All kind of world-related changes could be made as logical counters to the problem, but then you've got to think of them all and make them, and it drags everything away from the 'standard' fantasy world that underlies most settings at low level IMO.

I'd be tempted to allow all Eladrin to sense places where you can step between the real and the feywild (which would be a great plot and adventure device) and then allow a racial feat to be picked up at higher level to enable the teleport ever 5 minutes thing.

Cheers

I Dm's my first 4E game last night. I restricted the Eladrin teleport to line of sight. Which made the abilty reasonable. However the feel of the abilty was all wrong. I felt is if the monster we're going up against the X-men , not a party of adventurers.
 

Plane Sailing said:
Basically as centre-of-all said, and more.

When eladrin are a core race, and thus as relatively common as any other race...

I don't see why "core race" has to mean "as common as any other race". It just means that eladrin can be used as PCs, and can thus be protagonists.
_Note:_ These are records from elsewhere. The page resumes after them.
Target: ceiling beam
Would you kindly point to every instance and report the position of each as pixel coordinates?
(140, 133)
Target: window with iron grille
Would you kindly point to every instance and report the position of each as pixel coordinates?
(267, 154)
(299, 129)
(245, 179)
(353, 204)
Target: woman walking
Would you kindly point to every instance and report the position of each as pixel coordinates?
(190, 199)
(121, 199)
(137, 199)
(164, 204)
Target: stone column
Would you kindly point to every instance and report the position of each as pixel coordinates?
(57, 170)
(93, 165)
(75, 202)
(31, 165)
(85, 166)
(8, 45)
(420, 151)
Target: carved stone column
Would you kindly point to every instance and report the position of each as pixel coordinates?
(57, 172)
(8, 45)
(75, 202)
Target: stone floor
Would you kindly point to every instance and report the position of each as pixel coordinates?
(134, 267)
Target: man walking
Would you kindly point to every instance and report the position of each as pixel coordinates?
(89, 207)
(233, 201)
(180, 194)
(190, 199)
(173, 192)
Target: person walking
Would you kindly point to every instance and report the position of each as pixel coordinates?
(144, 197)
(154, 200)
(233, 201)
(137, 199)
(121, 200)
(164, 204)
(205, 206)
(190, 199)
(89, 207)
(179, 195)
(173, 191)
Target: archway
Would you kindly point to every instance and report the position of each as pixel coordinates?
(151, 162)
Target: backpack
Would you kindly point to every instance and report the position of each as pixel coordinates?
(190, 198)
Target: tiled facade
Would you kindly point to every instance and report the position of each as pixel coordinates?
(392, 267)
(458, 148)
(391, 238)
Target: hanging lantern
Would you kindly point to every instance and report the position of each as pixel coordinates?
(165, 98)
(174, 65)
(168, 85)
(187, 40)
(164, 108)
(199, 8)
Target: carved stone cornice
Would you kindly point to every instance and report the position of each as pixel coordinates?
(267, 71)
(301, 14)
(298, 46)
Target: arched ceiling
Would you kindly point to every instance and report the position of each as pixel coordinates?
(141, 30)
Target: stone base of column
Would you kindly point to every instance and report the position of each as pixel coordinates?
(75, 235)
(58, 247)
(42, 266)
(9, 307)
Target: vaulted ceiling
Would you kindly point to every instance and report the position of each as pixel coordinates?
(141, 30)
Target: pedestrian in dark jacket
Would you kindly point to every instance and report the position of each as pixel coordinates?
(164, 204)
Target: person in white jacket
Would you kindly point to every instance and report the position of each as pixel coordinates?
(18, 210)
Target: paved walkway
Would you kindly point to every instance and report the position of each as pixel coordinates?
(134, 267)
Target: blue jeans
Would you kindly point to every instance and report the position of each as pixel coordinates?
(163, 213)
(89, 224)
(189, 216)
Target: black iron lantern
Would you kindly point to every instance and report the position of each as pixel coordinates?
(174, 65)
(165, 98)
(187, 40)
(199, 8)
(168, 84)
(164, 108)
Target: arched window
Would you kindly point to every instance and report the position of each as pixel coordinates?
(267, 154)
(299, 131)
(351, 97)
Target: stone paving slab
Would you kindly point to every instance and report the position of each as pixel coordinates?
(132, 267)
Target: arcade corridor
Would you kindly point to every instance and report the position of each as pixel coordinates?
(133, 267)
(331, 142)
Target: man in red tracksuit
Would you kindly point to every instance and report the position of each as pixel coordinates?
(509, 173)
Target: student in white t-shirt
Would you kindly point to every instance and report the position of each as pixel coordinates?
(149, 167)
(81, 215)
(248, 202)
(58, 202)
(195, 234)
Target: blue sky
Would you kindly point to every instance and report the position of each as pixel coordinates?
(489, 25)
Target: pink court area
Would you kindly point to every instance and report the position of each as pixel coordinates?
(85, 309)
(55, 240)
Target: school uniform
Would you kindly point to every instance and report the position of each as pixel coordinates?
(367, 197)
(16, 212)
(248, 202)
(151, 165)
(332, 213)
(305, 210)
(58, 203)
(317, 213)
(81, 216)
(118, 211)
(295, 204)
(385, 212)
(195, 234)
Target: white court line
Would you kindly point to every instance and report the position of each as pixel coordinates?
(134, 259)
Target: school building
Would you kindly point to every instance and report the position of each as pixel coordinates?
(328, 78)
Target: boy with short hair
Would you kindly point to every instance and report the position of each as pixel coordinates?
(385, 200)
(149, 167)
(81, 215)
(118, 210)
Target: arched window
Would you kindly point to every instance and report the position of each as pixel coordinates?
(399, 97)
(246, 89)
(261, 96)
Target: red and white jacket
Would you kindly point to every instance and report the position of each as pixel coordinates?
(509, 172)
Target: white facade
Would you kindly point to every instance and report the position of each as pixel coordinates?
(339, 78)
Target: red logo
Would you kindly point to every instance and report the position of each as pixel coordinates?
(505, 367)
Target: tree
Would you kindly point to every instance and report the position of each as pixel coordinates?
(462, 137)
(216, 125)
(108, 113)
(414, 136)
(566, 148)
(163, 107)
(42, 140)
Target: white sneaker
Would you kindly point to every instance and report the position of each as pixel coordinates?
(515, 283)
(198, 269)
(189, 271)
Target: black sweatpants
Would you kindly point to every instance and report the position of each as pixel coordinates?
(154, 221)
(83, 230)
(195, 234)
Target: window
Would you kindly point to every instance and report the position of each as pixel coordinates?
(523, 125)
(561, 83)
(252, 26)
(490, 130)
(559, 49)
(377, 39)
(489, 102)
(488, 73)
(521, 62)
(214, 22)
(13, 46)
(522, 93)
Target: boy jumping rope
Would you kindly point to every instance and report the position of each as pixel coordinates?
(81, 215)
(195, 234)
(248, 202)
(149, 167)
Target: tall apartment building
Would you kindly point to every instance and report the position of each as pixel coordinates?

The average eladrin might live their entire life hugging trees in the Feywild; on the Prime, an eladrin might just be a funny-looking elf to most people.
 

I actually have my house rule document written (at least for what I have found so far) and it basically boils down to two things:

1) Using hexes (and rules for doing so).

2) Lowering the steep curve of magic item cost and wealth by encounter (a campaign pet peeve of mine since 1E).

Every other house rule that I thought I was going to use for 4E, I've put on hold until I see how the game system works because I'm seeing the synergy of other rules that make those house rules no better (and sometimes worse) than the core rules. I'm sure I'll adjust some of the editting errors that other people find as well.